Recovery effort for victims of San Diego wildfires
As Red Cross case workers arrive at a meeting room at Alga Norte Community Park in Carlsbad to set up a help center, 75-year-old Kay Yamashiro is among the first to greet them. The team includes a mental health counselor, someone who could certainly provide an ear to a woman who lost everything when the Cocos Fire roared through Harmony Grove.
“A place to stay, have my property cleaned up, help. My fire insurance was taken away early in my living there.”
The Harmony Grove Spiritualists Association – which lost 25 of 29 homes – has a neighbor, Yamashiro, who also lost her home to the fires. She had lived there since the late 80’s; she lost her husband on the property in 2006, when a tree he was cutting down suddenly split.
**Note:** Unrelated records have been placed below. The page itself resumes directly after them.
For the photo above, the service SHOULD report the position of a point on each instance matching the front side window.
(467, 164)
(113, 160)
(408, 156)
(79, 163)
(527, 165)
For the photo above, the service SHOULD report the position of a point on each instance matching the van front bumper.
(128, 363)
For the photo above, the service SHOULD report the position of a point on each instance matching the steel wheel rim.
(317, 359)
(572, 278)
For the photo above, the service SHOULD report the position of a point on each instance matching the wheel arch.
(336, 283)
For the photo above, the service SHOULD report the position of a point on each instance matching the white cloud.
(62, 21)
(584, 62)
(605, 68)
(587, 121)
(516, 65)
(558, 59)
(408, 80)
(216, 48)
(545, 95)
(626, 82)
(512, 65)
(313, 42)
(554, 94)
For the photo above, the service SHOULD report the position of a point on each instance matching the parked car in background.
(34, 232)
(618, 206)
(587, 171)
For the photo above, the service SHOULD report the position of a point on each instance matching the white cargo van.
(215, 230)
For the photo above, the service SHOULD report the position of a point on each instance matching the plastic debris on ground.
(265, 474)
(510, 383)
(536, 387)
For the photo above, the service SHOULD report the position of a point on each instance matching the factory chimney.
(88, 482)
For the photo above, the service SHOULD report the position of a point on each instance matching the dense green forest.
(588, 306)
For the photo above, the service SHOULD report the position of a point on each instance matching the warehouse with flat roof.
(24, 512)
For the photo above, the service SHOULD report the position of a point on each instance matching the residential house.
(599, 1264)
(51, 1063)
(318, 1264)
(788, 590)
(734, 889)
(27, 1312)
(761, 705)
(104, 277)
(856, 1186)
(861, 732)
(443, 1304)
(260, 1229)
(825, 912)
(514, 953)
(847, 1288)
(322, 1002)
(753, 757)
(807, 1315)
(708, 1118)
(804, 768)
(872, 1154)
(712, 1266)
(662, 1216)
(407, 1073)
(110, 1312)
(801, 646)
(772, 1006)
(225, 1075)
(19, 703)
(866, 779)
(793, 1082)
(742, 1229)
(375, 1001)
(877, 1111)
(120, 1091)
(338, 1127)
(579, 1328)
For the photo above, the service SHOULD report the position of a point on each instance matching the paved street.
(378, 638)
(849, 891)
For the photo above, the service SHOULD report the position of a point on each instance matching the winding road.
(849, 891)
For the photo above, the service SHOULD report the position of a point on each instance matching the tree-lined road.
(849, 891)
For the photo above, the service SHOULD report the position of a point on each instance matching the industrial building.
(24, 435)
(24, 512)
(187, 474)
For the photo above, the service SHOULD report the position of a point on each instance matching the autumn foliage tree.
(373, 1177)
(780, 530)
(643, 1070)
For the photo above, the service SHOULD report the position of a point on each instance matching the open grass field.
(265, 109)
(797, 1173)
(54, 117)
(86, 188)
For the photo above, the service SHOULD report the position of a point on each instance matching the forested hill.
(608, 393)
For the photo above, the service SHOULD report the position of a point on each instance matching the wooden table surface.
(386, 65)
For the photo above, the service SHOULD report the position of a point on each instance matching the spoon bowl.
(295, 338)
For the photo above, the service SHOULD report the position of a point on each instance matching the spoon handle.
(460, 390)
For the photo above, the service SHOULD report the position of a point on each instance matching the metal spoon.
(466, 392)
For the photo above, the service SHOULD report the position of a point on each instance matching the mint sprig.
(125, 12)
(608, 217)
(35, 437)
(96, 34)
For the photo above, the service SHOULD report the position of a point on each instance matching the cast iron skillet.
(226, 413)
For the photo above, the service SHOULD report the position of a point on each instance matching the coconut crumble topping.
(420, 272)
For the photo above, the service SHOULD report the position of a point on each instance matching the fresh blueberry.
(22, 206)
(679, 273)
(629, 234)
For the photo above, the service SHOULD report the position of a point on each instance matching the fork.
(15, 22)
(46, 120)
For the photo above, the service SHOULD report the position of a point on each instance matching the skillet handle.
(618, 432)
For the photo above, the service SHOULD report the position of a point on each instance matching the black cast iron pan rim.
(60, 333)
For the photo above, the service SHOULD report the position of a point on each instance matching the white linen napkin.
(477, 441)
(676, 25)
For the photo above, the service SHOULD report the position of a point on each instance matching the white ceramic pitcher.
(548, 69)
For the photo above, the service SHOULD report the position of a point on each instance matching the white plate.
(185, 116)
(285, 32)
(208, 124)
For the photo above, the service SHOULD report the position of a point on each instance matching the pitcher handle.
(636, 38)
Now, she is homeless and, to compound the tragedy, she has no insurance. After one of the fires that have plagued the area over the years, she says her insurance company moved out of state and she couldn’t get anyone else to insure her due to lack of a fire hydrant nearby.
Kay had previously talked to the Red Cross about assistance. She was at the community park to pick up a credit card so she could move into a motel. Her son, daughter-in-law and granddaughter were sharing her home. Yamashiro hopes they can temporarily locate to the motel as well. She’s also trying to find a home for her rotweiler dog because of the close confines of the motel.
Will she return to Harmony Grove? Can she return financially? Too much emotion right now, she says, to even think about it.